My brother in law is a caterer and he always figures 1 1/2 samiches pp.  Now being that there are a lot of kids you could adjust that to 1 sammie.  I would still really consider having someone put the meat on the plate, ESPECIALLY with kids.  They won't overload because they're hungry, they just don't know the difference.  Once everyone has a go though you can abandon the station.  This also give you the ability to see if you're starting to get low you can start making the sammiches smaller.  Another something I would consider is if 100 of them are kids, wouldn't plain old hot dogs be a quicker easier solution??  They would probably be happier, most don't appreciate good Q at a young age.


----------



## bigal (May 17, 2007)

Thanks for all the advise.  I've talked w/the people in charge and they won't be able to have someone serve the meat.  I may not even be able to be there myself due to harvest.  

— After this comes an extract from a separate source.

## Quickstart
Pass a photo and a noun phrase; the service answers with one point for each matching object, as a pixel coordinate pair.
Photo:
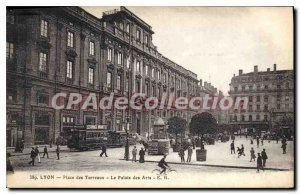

The person who usually did the meat was expensive and I guess it wasn't good.  Some of the 4-h'ers even said if that person cooked again they wouldn't go, which is sad since the whole thing isn't for the food.

Anyway, they want brisket and pulled pork, so I will do that.

I'm gonna try out Dionysus' spreadsheet and see how far off I am.  Want to give them an estimate asap so they can decide soon

Thanks Dionysus, it should help a bunch!


----------